OPE Policy and Rates
Whitman College OPE Policy and Rates
For the Fiscal Year July 1, 2022 to June 30, 2023
Whitman College refers to the concept of other personnel expenses, or fringe benefits and taxes, as "OPE". OPE is only charged for College employees (faculty, staff, and students). OPE covers the costs of the College's contributions toward Social Security, Medicare, retirement, medical and dental insurance, worker’s compensation, tuition remission, unemployment, life insurance, disability, Washington State’s paid family and medical leave, and any other such payroll-related costs. The College pays OPE expenses from a central budget. These OPE costs are allocated from this central budget to individual budgets based on a percentage of salary and wage expenses in each individual budget. The Trustees approve the percentage or full rate of OPE which is designed to allocate the total expected costs for the year. There is certain compensation which may not be subject to all OPE expenses. If the preponderance of wages in any one budget are to some degree ineligible the College may make an adjustment from the full OPE rate when allocating costs to those salaries and wages. Because a mix of compensation may be paid within the same budget it is not possible to adjust to every permutation that may exist. The point of using such a rate is to reimburse the central OPE budget for the approximate total expected costs. These OPE rates will be calculated annually as part of the College’s budget preparation process.
Effective July 1, 2022 for the fiscal year ending June 30, 2023, there are three OPE rates as follows:
• Full OPE: 36% – This rate was approved by the Board of Trustees with the FY 2023 budget.
• Federal Grants Full OPE: 32.5% – This rate excludes the tuition remission benefit, which is unallowable to be charged to federal grants.

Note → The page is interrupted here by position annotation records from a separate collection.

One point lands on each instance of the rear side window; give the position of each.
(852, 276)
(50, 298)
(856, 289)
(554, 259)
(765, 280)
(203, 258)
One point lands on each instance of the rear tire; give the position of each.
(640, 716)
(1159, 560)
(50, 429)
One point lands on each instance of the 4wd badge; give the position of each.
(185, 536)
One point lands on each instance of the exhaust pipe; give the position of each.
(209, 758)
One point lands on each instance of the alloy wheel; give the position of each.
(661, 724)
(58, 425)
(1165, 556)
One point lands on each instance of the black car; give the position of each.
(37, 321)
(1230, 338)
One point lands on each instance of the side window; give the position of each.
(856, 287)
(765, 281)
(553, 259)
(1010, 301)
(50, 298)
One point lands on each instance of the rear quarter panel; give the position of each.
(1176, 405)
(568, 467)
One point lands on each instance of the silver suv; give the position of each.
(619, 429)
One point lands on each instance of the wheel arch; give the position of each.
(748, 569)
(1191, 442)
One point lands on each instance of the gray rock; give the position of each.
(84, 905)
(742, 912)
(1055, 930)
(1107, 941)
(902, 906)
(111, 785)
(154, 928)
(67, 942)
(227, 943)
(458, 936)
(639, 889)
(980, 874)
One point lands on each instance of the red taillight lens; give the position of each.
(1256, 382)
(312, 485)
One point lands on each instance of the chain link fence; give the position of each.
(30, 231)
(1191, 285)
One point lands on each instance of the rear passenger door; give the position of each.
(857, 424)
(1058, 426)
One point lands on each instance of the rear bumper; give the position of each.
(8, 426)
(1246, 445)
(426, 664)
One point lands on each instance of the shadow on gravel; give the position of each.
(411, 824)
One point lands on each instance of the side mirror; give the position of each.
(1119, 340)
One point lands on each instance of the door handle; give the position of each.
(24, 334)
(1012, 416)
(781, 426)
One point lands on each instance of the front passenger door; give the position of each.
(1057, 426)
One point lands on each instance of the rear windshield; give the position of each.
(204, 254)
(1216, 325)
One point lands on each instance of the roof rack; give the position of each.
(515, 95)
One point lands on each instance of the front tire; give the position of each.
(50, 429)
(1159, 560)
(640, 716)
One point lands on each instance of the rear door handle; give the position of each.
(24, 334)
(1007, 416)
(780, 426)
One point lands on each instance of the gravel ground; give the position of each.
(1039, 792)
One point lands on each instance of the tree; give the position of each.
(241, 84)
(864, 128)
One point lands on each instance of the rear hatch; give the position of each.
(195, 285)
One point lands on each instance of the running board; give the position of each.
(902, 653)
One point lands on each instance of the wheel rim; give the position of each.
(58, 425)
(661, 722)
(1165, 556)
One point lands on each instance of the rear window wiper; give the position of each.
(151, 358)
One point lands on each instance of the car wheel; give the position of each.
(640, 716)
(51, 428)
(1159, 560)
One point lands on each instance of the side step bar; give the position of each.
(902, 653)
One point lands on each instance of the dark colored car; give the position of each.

This rate is applicable for employees who are being paid fully by external federal grant sources only all year round.
• Reduced OPE: 9% – This rate applies to: (1) students employed in the summer, (2) faculty and staff who receive salary/stipends funded by external grant sources only above and beyond their institutional base salary (for faculty this is typically the summer salary/stipends outside of the 9-month contract), and (3) studio music instructors.
OPE will not be charged for students employed during the academic year because Social Security and Medicare taxes do not apply for services performed by students employed by an institution who are also enrolled and regularly attending classes at that institution per the IRS [IRC Section 3121(b)(10)]. In addition, any salaries and wages that are funded from internal sources are not eligible for the Reduced OPE rate and will be charged at the Full OPE rate. If the employee is not eligible for either the Federal Grants Full OPE or the Reduced OPE rates as specified above, then they automatically will default to being charged the Full OPE rate.